The novel opens with the introduction of El-Rāmi who has arrived during a production of "Hamlet". El-Rāmi is at the height of his strength at this time, as he pursues the course of science. He demonstrated his ability to logically deduce future events when he tells Sir Frederick Vaughan that he will be introduced to a Miss Idina Chester before the evening is out and that he will propose to her within a month and that they will be married. El-Rāmi is a man from the Orient, though in the days in which this novel was written, the Orient referred to the near East and North Africa, and not the far East as it does today. Along with El-Rāmi , there is his brother Féraz, an older woman Zaroba, and the body of Lilith, which El-Rāmi has kept alive through an elixir he has created scientifically. El-Rāmi is able to talk with the spirit of Lilith through the body he has kept alive. Lilith died when she was 12-years old, but the body has aged and is now that of a young woman. The exploration of the divide between the physical and spiritual world is a common theme in Corelli's works, but the use of a being on the edge between the two is a new twist from the territory she has covered before. The first volume shows us the dominance that El-Rāmi has over all the character's lives, and it ends with a visit from a monk from Cyprus who plays the role of the all-knowing man of faith, similar to that of Heliobas in some of Corelli's other stories.
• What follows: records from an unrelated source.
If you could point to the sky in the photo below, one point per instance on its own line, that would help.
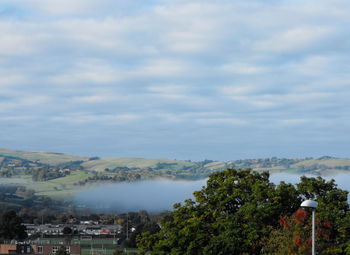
(179, 79)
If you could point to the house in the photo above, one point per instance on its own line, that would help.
(37, 249)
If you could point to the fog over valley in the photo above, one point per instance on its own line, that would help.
(160, 195)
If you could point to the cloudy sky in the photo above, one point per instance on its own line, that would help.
(184, 79)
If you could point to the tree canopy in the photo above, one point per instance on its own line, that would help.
(240, 212)
(11, 226)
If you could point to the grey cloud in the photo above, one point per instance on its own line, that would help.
(185, 79)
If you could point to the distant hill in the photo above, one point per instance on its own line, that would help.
(58, 175)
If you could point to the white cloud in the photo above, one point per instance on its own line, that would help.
(295, 39)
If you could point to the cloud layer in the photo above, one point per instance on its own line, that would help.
(177, 79)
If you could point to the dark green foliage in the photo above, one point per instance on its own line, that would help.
(11, 226)
(238, 210)
(62, 251)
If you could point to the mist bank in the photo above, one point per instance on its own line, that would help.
(160, 195)
(153, 195)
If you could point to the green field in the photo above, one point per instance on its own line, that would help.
(60, 188)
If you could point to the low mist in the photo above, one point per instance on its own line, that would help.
(160, 195)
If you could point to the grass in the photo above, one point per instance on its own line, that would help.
(103, 163)
(60, 188)
(43, 157)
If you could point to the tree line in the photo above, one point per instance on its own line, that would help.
(242, 212)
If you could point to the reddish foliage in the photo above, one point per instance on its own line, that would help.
(297, 240)
(284, 222)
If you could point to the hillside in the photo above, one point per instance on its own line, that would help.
(59, 175)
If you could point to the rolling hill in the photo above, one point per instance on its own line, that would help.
(59, 175)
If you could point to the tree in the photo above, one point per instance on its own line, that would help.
(62, 251)
(231, 215)
(240, 212)
(11, 226)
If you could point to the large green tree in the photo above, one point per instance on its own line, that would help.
(239, 211)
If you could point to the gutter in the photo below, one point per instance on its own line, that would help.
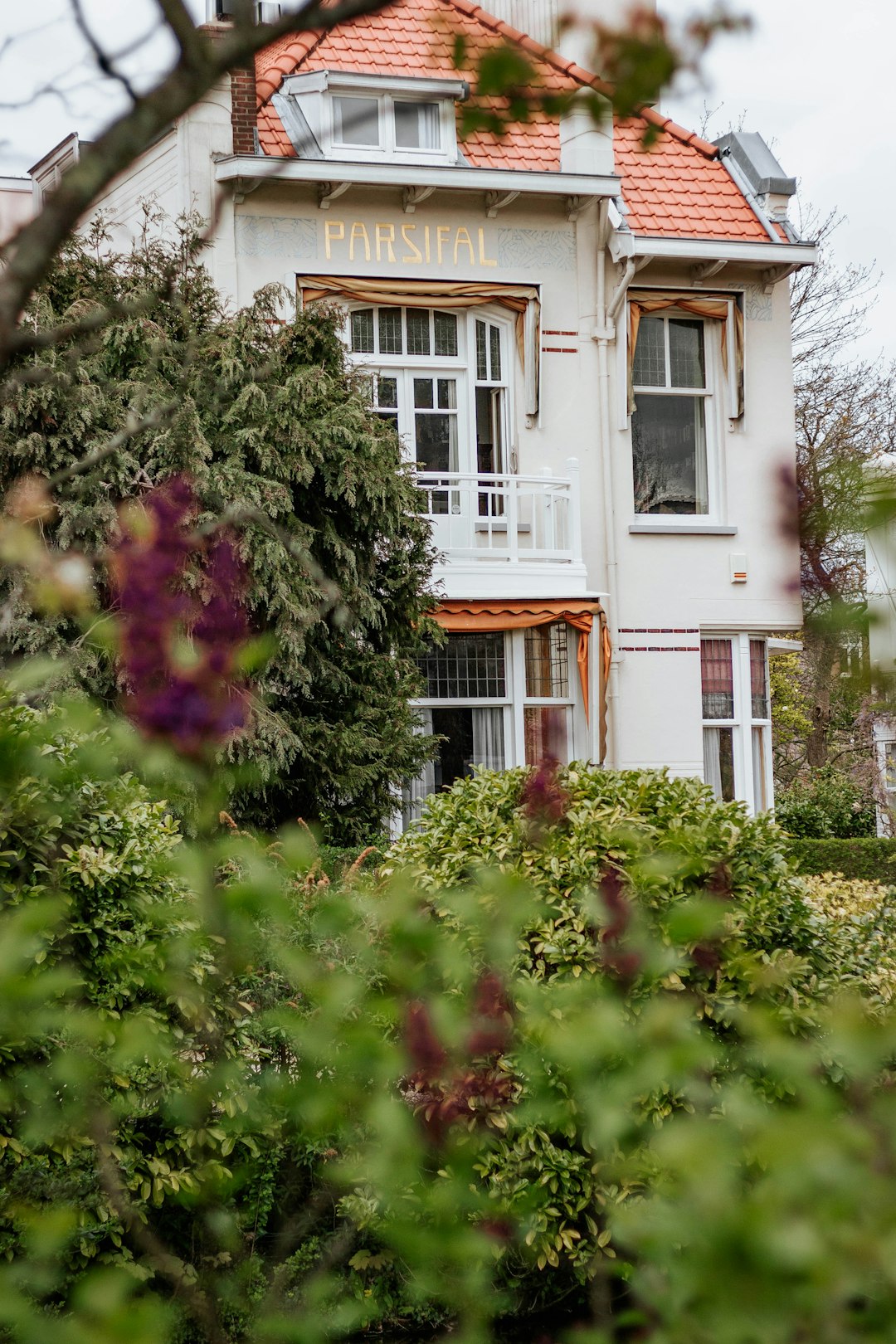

El-Rāmi is on the verge of showing the monk his great experiment with Lilith at the close of the volume.
Volume two picks up where one left off, with the monk witnessing El-Rāmi's work, though he was already well aware of it. As is often the case with this type of character in Corelli's books, he provides warnings and clues to the future which the reader picks up on, but of course El-Rāmi is by no means convinced of their validity. In particular the "Master" tells El-Rāmi that Love will be the force which releases her soul which he has chained through his scientific means, and he warns El-Rāmi that he is on the verge of darkness. Even when the monk helps El-Rāmi see a Messenger of God, El-Rāmi decides it was a trick, though initially it does cause him to lose consciousness. Much of the rest of the volume deals with El-Rāmi allowing Féraz to experience the real world from which he has sheltered him for so long. Féraz takes a different course than El-Rāmi though, as the horrible behavior of the people he meets reinforces his faith and his character. Also in this volume is much more detail about the scientist Kremlin and his experiments which El-Rāmi is helping him. The tragedy at the end of Kremlin's experiment foreshadows that at the end of El-Rāmi's in volume three. The volume ends with El-Rāmi alone with Lilith on the verge of admitting his feelings.
Volume three opens with Lilith telling El-Rāmi to wait. He does so for a while, but eventually he has to force the issue, he cannot wait any longer. When forced to choose between the beautiful spirit and her beautiful body, he is unable to let the body go. The story has a tragic end for El-Rāmi in one way, though in some ways he is freed from his doubt in the end, and perhaps his final days were the happiest he had ever known. Féraz is able to survive quite well, and finds the life he needed to have with the monks on Cyprus.
This book does have some new ideas and new twists in it, but it is a bit too similar to her previous works "A Romance of Two Worlds", and "Ardath" for me to give it a higher rating. Thus far Corelli has only shown a couple of types of works, those which deal with the conflict between faith and science, which to some extent one can add "Thelma" to this and the works already mentioned; and then there are those works which deal with the idea of vengeance for which she wrote "Vendetta!" and "Wormwood". It is the spiritual men from the East who she favors in her novels, and European societies are viewed as decadent, though there are a few good people caught up in the decadence.